On se lance un défi auto-stop ! Rallier Erzurum depuis Istanbul, en passant par la Cappadoce. Soit 1500km à parcourir en camion semi-remorque, bus, pick-up, etc … Pas à dos de chameau quoi, parce qu’avec les vélos … ça passera pas.
 

Résultat :

–> RÉALISÉ,  4 jours d’auto-stop et 9 véhicules pour parcourir les 1500km entre Istanbul et Erzurum avec un détour par la Cappadoce.
 

Récit de notre périple en auto-stop :

Raconté par Gaël

Partie I : d’Istanbul à la Cappadoce

22 juillet – 9h00 : Nous commençons l’auto-stop à Yalova. Il s’agit d’abord de trouver un bon spot où les camions peuvent s’arrêter facilement. Nous nous dirigeons donc vers la bretelle d’entrée de la route départementale visée. Premiers pouces levés, le panneau « Ankara à Erzurum » visible. Nous attendons vingt minutes, aucun succès. Nous décidons donc de nous diriger vers la première station service où il sera beaucoup plus simple d’aborder les camionneurs pour les convaincre de nous emmener. Arrivés là-bas, quelques camions stationnent, attendant d’être ravitaillés en carburant. On sort notre panneau, Google Translate « anglais – turc », et c’est parti :

« – Hello, we are doing hitchhiking. We want to go to Ankara, then Erzurum.
– Erzurum ?! Düz, düz !
– Euhhh, but you, where are you going 
– …
– Ok, bisiklet sizin kamyon ? Erzurum ?
– Mhhhh … »

Les débuts sont difficiles pour faire comprendre qu’on fait de l’auto-stop, mais au bout de quelques essais, un camionneur comprend et nous propose de mettre les vélos dans son semi-remorque vide. Il va jusqu’à Izmit. Mais avant de partir, il nous invite à boire un thé.

 

22 juillet – 11h00 : Notre chauffeur nous dépose donc à Izmit … à l’entrée de l’autoroute ! N’étant pas très confiants de reprendre l’auto-stop au milieu de l’autoroute, on décide de rebrousser chemin direction une nouvelle station service. L’attente est longue, peu de camions s’arrêtent ici. Les employés de la station nous regardent avec curiosité. Ils nous proposent un thé, histoire de patienter. Ils se mettent même parfois à nous aider et à traduire notre demande en turc. Rien.

 

22 juillet – 14h00 : Après avoir mangé, on décide donc de changer de station service, il y en une 5km plus loin. On monte sur les vélos et c’est parti. Au moins, l’avantage de faire de l’auto-stop avec nos vélos, c’est qu’on est beaucoup plus mobile, on peut changer de spot assez facilement.

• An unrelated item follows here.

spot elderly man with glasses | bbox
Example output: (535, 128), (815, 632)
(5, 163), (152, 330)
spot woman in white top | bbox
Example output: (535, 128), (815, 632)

Arrivés dans cette nouvelle station service, rebelotte ! Les employés se demandent ce qu’on fait là. On nous propose de boire du thé. Il n’y a toujours pas beaucoup de camions, on décide donc de reprendre l’auto-stop un peu plus activement au bord de la route.

 

22 juillet – 16h00 : Une dépanneuse s’arrête. Elle va à Sakarya. Yes ! On monte. On passe le trajet à regarder nos vélos dans les rétroviseurs. « Stop, stop, stop ! Y’a une bouteille qui s’est barrée ! Bottle of water, please stop ! » Le camion s’arrête, une de nos bouteilles d’eau valdinguait de part et d’autre du véhicule, prête à se faire la malle à tout moment. On repart, le véhicule nous dépose en fin d’après-midi à Sakarya.

 

22 juillet 17h30 : Toujours la même technique. On repère la station service la plus proche et on s’y rend en vélo. Quelques camions stationnent. Marion part faire des courses au market, je me mets en quête d’un nouveau conducteur.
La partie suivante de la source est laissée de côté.